Twitter illegally fired an employee who complained about Elon Musk’s return-to-office mandates, the National Labor Relations Board said.
In the formal complaint issued by the NLRB on Friday, the company now called X is accused of breaking a federal law that prohibits businesses from punishing employees for communicating or organizing with others about working conditions.
It’s the first case filed by the NLRB against X and refers to the response from a former employee to Musk’s statement that staff who didn’t start coming into the office would be fired.
“If you can physically make it to an office and you don’t show up, resignation accepted,” Musk said.
The complaint says that Yao Yue, a principal software engineer, criticized Musk’s policy, tweeting “don’t resign, let him fire you,” and posting “don’t be fired. Seriously” in a company Slack channel, CNBC reported.
Yue was then fired five days later in November, with the only explanation given was that she’d violated an unspecified company policy.
After 12 amazing years and 3 weeks of chaos, I’m officially fired by Twitter.
Never expected I would have stayed this long, and never expected I would be this relieved to be gone.

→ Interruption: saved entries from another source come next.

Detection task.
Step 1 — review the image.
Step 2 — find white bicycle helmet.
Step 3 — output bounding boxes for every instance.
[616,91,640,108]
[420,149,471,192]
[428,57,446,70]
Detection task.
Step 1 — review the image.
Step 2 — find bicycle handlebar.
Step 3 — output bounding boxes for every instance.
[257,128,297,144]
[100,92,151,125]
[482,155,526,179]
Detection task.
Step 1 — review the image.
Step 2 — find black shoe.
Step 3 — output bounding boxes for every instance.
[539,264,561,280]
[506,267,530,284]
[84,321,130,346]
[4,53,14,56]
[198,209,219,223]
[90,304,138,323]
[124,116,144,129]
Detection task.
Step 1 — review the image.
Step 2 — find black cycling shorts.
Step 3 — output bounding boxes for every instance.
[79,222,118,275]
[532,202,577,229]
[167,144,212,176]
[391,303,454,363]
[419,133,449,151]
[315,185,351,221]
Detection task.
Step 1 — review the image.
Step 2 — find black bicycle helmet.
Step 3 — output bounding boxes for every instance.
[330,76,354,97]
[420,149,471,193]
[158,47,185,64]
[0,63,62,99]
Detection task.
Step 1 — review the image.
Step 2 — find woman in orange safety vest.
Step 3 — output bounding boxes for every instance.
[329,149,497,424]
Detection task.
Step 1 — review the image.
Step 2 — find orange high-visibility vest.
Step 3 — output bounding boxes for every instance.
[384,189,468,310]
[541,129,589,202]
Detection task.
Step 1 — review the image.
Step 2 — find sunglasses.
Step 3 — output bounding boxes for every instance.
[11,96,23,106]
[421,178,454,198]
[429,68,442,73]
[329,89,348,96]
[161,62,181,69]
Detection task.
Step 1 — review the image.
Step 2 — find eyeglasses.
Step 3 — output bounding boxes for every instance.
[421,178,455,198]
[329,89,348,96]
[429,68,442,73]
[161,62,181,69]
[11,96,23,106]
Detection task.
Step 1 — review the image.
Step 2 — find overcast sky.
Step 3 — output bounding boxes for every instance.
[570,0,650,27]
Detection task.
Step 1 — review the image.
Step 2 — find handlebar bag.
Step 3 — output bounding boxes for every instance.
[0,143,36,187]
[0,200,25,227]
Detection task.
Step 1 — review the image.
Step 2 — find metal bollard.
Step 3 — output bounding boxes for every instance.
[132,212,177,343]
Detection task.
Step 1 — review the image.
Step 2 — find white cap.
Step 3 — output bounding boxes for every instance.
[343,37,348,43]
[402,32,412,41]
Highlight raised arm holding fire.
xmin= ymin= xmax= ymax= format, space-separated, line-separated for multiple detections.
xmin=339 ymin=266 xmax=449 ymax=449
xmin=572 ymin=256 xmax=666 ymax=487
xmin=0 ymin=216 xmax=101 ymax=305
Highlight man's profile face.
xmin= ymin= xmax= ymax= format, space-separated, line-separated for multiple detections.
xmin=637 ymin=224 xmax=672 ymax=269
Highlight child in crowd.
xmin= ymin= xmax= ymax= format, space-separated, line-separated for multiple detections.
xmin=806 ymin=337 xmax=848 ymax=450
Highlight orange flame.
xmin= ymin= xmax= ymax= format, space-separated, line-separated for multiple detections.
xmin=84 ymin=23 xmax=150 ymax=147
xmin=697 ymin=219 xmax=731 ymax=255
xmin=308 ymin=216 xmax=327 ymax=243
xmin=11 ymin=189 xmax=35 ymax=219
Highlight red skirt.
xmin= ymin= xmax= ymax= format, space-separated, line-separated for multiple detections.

I have a lot of stories to tell. But to my fellow (ex-)tweeps-#LoveWhereYouWorked 🫡 pic.twitter.com/lVWbqpcSXO
— Yao Yue 岳峣 (@thinkingfish) November 15, 2022
The complaint states that X “unlawfully discharged the employee for exercising their right to protected concerted activity under the National Labor Relations Act,” per Axios.
Shortly after taking control of Twitter late last year, Musk reversed a remote work policy put in place by former CEO Jack Dorsey.
Musk’s been consistently adamant about workers at his companies, from X to Tesla, being in the office five days a week – going as far as calling remote work “morally wrong.”
His attempts to enforce these strict RTO policies have seen him monitor internal communication and fire staff for criticizing him, in circumstances not dissimilar to Yue’s case.
In one example previously reported by Insider, Daniel Fletcher, who appeared to be a software engineer at Twitter, tweeted: “I’ve been fired for unspecified recent behavior in violation of unnamed company policy i.e. hanging out in the #social-watercooler.” He had also retweeted some posts that were critical of Musk’s leadership.
A hearing for Yue’s complaint is scheduled for January 30 in San Francisco.
The NLRB and X did not immediately respond to requests for comment from Insider, made outside normal working hours.